SAP Aktie: BSI-Zulassung für Walldorf und St. Leon-Rot
SAP schützt seine deutschen Rechenzentren mit neuer Quanten-resistenter Verschlüsselungstechnologie und erhält BSI-Zulassung für hochsensible Daten.

Kurz zusammengefasst
- Quantensichere Verschlüsselung für SAP-Rechenzentren
- BSI-Zulassung für Geheimhaltungsgrad VS-NfD
- Kritische Commerce-Cloud-Lücke aktiv ausgenutzt
- Cloud-Auftragsbestand wächst um 27 Prozent
SAP rüstet seine deutschen Rechenzentren mit einer neuen Verschlüsselungstechnologie aus, die selbst Angriffen durch Quantencomputer widerstehen soll. Der Softwarekonzern setzt für die Standorte Walldorf und St. Leon-Rot künftig auf eine Layer-1-Verschlüsselung von Adva Network Security, einem Unternehmen der Adtran-Gruppe.
Die Technik verschlüsselt Daten bereits auf optischer Ebene und hat vom Bundesamt für Sicherheit in der Informationstechnik die Zulassung für Verschlusssachen des Geheimhaltungsgrads VS-NfD erhalten.
Sicherheitsoffensive mit zwei Gesichtern
Die Maßnahme fällt in eine Phase, in der SAP-Systeme auch von der Angreiferseite unter Beobachtung stehen. Parallel zur Ankündigung der quantensicheren Verschlüsselung wurde bekannt, dass eine kritische Schwachstelle in der SAP Commerce Cloud bereits drei Tage nach Veröffentlichung eines Patches aktiv ausgenutzt wird.
Die Lücke trägt die höchste Risikobewertung auf der gängigen Skala und erlaubt es Angreifern ohne Zugangsdaten, eigenen Code auszuführen. SAP empfiehlt betroffenen Kunden dringend, den Patch einzuspielen und zusätzlich IP-Filter zu setzen.
Für Anleger zeigt diese Doppelbotschaft, wie sehr Sicherheit inzwischen zum Kerngeschäft von SAP gehört – als Verkaufsargument gegenüber Behörden und Konzernen einerseits, als operatives Risiko andererseits.
Die BSI-Zulassung für hochsensible Rechenzentren stärkt das Vertrauen deutscher Großkunden und öffentlicher Auftraggeber in die Cloud-Infrastruktur des Konzerns, während die Schwachstelle in der Commerce Cloud daran erinnert, dass die Angriffsfläche mit wachsender Cloud-Präsenz zunimmt.
Analysten bleiben mehrheitlich zuversichtlich, sehen aber begrenztes Potenzial
Die Aktie schloss am Dienstag bei 181,90 Euro.

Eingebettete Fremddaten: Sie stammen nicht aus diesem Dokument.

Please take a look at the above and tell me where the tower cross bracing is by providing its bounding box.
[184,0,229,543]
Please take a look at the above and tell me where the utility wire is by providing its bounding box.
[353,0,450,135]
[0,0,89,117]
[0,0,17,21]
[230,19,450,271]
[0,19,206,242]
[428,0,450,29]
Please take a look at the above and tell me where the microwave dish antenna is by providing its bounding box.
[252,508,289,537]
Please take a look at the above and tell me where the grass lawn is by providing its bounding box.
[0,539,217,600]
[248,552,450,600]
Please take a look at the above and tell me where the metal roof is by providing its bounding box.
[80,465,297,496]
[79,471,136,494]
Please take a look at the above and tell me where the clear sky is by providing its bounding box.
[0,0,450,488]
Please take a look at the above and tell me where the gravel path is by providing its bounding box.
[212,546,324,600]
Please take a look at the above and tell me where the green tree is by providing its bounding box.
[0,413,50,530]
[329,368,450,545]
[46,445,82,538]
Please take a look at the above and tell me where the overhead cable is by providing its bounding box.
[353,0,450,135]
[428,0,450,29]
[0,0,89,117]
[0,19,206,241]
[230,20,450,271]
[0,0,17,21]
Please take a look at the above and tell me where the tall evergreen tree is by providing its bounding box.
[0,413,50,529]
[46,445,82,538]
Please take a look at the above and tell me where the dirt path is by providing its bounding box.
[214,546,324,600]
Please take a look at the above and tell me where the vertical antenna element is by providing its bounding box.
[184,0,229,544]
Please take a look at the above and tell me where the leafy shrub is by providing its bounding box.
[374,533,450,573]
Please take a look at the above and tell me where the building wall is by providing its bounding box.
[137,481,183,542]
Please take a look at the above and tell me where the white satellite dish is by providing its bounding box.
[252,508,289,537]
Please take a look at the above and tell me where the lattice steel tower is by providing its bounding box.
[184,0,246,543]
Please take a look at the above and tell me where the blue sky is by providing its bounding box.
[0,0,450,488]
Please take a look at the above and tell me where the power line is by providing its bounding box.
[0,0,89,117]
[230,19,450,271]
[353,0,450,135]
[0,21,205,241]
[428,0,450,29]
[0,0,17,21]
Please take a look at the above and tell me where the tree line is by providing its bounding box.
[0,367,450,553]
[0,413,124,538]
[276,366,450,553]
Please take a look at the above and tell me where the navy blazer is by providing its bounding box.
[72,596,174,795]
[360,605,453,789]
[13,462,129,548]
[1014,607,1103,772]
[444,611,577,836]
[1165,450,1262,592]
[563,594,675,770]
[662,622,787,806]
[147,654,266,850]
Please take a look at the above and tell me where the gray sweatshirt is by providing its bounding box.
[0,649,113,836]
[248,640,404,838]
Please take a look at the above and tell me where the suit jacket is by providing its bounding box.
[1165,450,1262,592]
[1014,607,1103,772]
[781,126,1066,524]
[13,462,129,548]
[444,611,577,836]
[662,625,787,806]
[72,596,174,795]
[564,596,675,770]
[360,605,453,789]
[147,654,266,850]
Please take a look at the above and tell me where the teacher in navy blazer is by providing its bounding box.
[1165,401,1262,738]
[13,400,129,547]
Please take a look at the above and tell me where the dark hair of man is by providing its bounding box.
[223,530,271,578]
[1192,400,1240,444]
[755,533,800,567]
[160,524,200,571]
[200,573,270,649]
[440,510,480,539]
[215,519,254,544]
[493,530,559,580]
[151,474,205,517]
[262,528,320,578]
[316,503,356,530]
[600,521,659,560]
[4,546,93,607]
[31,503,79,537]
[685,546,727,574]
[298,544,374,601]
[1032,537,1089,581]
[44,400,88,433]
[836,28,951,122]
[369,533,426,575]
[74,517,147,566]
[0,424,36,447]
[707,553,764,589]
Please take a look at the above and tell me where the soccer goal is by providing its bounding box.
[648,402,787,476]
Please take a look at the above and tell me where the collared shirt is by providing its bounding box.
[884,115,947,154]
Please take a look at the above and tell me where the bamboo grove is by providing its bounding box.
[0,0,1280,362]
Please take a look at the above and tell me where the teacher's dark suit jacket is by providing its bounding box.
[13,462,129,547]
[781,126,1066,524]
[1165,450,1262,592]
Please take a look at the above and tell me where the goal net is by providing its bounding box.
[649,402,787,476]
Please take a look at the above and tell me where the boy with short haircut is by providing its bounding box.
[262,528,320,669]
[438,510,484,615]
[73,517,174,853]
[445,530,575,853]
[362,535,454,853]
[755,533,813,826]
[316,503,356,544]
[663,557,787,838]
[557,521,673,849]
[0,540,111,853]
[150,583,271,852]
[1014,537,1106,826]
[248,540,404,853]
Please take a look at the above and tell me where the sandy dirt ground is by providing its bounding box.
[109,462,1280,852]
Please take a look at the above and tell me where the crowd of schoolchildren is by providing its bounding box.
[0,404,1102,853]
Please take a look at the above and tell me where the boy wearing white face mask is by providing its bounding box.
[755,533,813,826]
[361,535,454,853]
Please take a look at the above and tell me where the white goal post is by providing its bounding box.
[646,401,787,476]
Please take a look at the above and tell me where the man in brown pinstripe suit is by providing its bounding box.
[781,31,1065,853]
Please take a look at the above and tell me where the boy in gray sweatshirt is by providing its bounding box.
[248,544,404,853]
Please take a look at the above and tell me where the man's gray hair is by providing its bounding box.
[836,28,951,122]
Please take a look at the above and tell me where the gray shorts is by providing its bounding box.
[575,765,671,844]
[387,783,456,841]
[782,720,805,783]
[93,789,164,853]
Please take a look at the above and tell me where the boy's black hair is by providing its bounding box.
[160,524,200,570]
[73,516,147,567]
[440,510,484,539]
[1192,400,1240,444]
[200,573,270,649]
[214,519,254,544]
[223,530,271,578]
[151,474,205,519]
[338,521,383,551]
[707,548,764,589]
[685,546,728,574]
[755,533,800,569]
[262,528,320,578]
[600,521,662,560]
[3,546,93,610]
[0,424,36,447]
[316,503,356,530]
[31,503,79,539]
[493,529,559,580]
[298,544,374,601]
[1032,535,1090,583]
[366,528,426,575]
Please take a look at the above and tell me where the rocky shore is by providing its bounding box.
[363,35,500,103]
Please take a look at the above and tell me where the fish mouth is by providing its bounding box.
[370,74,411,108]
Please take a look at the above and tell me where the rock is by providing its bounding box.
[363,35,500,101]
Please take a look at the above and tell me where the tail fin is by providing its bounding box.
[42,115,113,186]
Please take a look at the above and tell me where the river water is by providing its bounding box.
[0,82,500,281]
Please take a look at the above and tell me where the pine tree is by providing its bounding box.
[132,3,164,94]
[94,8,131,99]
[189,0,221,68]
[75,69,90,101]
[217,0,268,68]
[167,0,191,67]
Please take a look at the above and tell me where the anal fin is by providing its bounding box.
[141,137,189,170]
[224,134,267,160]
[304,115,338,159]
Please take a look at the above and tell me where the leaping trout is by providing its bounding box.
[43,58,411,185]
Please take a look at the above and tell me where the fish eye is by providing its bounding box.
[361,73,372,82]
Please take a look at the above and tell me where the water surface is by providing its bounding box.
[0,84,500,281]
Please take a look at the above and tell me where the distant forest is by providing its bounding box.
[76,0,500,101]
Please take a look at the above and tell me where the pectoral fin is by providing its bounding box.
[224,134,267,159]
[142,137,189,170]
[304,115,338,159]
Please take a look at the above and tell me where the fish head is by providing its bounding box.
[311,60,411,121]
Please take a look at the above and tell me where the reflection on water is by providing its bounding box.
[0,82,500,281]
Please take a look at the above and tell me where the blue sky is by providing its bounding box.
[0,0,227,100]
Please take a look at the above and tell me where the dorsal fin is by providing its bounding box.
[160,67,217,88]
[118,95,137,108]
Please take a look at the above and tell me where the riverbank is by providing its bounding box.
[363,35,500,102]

Von den Analysten, die SAP-Titel abdecken, empfehlen elf den Kauf, zwei raten zum Halten, einer zum Verkauf. Das durchschnittliche Kursziel liegt bei 193,92 Euro, die Spanne reicht von 164 bis 215 Euro – gemessen am aktuellen Kurs von 181,46 Euro bleibt damit nur noch moderater Spielraum nach oben.
Fundamental stützt sich der Optimismus auf das Cloud-Geschäft: Der Auftragsbestand in diesem Segment wuchs im zweiten Quartal um 27 Prozent auf 22,9 Milliarden Euro, die Cloud-Erlöse legten um 22 Prozent auf 6,3 Milliarden Euro zu. Für das laufende Jahr rechnet SAP mit einem operativen Ergebnis nach non-IFRS-Rechnung zwischen 11,8 und 12,2 Milliarden Euro.

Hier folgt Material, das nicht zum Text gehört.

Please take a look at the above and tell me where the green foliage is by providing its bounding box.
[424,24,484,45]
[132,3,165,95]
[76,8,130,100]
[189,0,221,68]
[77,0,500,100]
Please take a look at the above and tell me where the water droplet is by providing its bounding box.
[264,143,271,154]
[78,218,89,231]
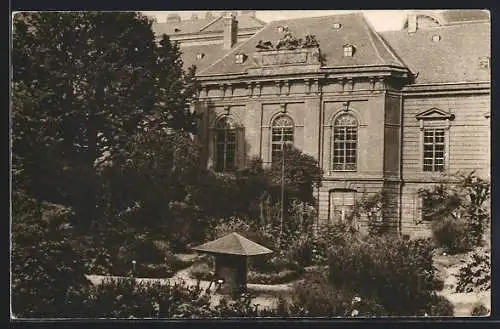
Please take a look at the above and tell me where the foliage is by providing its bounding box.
[189,262,214,281]
[277,273,387,317]
[456,251,491,292]
[419,172,491,246]
[88,279,210,318]
[247,268,304,284]
[426,295,455,316]
[471,304,490,316]
[266,147,323,204]
[12,12,197,232]
[355,192,388,235]
[11,191,90,318]
[328,237,442,315]
[311,222,359,265]
[431,216,474,254]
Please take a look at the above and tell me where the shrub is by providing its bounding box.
[277,273,386,317]
[189,262,213,281]
[312,222,358,265]
[11,193,90,318]
[329,237,442,315]
[456,251,491,292]
[419,172,491,247]
[470,304,490,316]
[247,269,304,284]
[431,216,473,254]
[89,279,211,318]
[426,295,455,316]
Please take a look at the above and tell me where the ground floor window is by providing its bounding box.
[329,190,356,223]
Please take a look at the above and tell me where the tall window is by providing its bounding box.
[424,128,445,172]
[215,116,236,172]
[332,114,358,171]
[271,115,294,161]
[330,190,356,222]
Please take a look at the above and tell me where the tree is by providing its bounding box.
[12,12,196,229]
[266,147,323,204]
[419,172,491,245]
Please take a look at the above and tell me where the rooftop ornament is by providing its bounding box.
[256,28,319,51]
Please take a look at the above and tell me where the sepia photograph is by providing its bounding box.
[9,9,491,320]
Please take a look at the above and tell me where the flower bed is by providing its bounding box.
[247,270,304,284]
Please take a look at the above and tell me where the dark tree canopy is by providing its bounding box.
[12,12,197,228]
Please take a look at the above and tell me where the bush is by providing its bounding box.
[470,304,490,316]
[11,193,90,318]
[312,222,358,265]
[89,279,211,318]
[189,262,213,281]
[329,237,443,316]
[277,273,386,317]
[247,269,304,284]
[426,295,455,316]
[456,251,491,292]
[431,216,474,254]
[88,279,282,318]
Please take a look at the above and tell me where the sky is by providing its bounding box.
[143,10,430,31]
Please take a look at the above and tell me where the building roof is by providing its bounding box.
[440,9,490,24]
[180,42,241,73]
[153,15,265,36]
[200,13,404,75]
[193,232,273,256]
[380,21,490,84]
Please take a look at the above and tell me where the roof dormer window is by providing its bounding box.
[236,54,246,64]
[432,34,441,42]
[278,25,288,33]
[344,44,355,57]
[479,56,490,70]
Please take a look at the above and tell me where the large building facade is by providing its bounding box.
[154,10,490,236]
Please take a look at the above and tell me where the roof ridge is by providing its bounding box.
[379,19,491,34]
[363,15,408,68]
[199,24,270,74]
[269,12,362,24]
[362,15,385,64]
[198,15,222,32]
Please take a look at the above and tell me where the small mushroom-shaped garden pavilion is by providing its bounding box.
[193,232,273,294]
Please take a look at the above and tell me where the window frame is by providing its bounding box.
[330,113,360,172]
[214,115,238,173]
[415,107,455,176]
[270,114,295,163]
[421,127,448,173]
[328,188,357,224]
[342,44,355,57]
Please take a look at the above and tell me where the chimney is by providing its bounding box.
[407,14,417,33]
[167,14,181,23]
[224,13,238,49]
[241,10,255,18]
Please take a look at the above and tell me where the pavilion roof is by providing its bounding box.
[193,232,273,256]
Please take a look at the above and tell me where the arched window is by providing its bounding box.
[271,115,295,161]
[215,116,236,172]
[332,114,358,171]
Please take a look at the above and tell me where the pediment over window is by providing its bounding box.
[415,107,455,120]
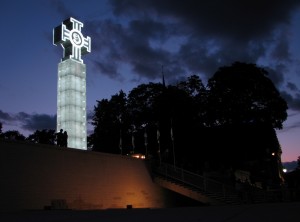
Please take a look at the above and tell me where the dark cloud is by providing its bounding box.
[49,0,73,19]
[53,0,300,112]
[0,110,13,122]
[86,0,300,81]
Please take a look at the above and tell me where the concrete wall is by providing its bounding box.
[0,141,177,211]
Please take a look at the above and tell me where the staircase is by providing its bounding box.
[152,164,241,205]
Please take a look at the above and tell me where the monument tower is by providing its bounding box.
[53,18,91,150]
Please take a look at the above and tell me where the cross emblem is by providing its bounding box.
[53,18,91,63]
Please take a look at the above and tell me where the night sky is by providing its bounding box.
[0,0,300,162]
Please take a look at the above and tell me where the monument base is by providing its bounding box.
[57,59,87,150]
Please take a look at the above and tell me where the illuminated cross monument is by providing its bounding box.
[53,18,91,150]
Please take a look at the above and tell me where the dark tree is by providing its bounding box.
[89,91,129,153]
[208,62,288,129]
[205,62,288,185]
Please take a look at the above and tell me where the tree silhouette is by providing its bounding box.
[89,62,287,186]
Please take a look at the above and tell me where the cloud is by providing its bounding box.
[53,0,300,112]
[0,110,13,122]
[0,110,56,131]
[16,113,56,131]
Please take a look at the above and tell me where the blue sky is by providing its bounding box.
[0,0,300,161]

Ausbau der operativen Basis
Abseits der Sicherheitsthemen treibt SAP auch die funktionale Weiterentwicklung seiner Cloud-Plattform voran. Mit dem Release 2608 für das SAP Cloud ERP wurden Verbesserungen im Supply-Chain-Management eingeführt, darunter eine engere Verknüpfung von Lohnbearbeitung und Transportmanagement sowie neue Apps für Lagerprozesse.
International gewinnt zudem die KI-Assistentin Joule an Praxisrelevanz: Der brasilianische Einzelhändler Americanas testet die Lösung seit einem Monat für technischen Support und Personalprozesse, um manuelle Arbeit zu reduzieren und Analysen zu beschleunigen.

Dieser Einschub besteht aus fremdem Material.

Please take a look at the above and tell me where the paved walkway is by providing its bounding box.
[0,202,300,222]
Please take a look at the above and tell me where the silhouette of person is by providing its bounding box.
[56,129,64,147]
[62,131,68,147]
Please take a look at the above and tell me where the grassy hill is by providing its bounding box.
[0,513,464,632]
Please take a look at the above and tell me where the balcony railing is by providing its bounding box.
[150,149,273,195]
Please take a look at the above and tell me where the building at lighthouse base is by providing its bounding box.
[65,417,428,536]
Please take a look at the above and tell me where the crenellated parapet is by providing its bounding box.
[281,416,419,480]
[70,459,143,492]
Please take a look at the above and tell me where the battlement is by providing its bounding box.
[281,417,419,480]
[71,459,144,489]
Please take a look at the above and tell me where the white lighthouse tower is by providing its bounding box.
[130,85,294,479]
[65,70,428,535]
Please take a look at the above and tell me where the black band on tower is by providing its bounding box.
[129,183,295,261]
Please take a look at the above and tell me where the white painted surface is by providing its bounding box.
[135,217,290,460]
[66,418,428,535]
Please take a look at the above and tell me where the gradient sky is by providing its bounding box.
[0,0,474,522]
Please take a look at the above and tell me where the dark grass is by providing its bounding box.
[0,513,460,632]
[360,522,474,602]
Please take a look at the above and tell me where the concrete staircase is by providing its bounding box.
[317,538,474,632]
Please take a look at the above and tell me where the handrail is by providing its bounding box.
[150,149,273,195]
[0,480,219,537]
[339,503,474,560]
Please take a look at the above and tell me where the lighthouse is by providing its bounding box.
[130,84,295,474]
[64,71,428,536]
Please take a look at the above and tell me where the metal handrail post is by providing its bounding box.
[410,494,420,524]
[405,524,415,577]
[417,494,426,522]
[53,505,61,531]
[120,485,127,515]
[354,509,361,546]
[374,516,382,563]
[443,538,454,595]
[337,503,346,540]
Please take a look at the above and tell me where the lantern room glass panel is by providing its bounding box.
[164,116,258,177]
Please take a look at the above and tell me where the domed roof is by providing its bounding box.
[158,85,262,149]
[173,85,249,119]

Insgesamt zeichnet sich ein Bild eines Konzerns, der auf mehreren Ebenen zugleich investiert – in Sicherheit, Funktionsumfang und internationale Referenzkunden. Die Bewertung der Aktie spiegelt diesen breiten Fortschritt bereits weitgehend wider, wie die enge Kurszielspanne der Analysten nahelegt.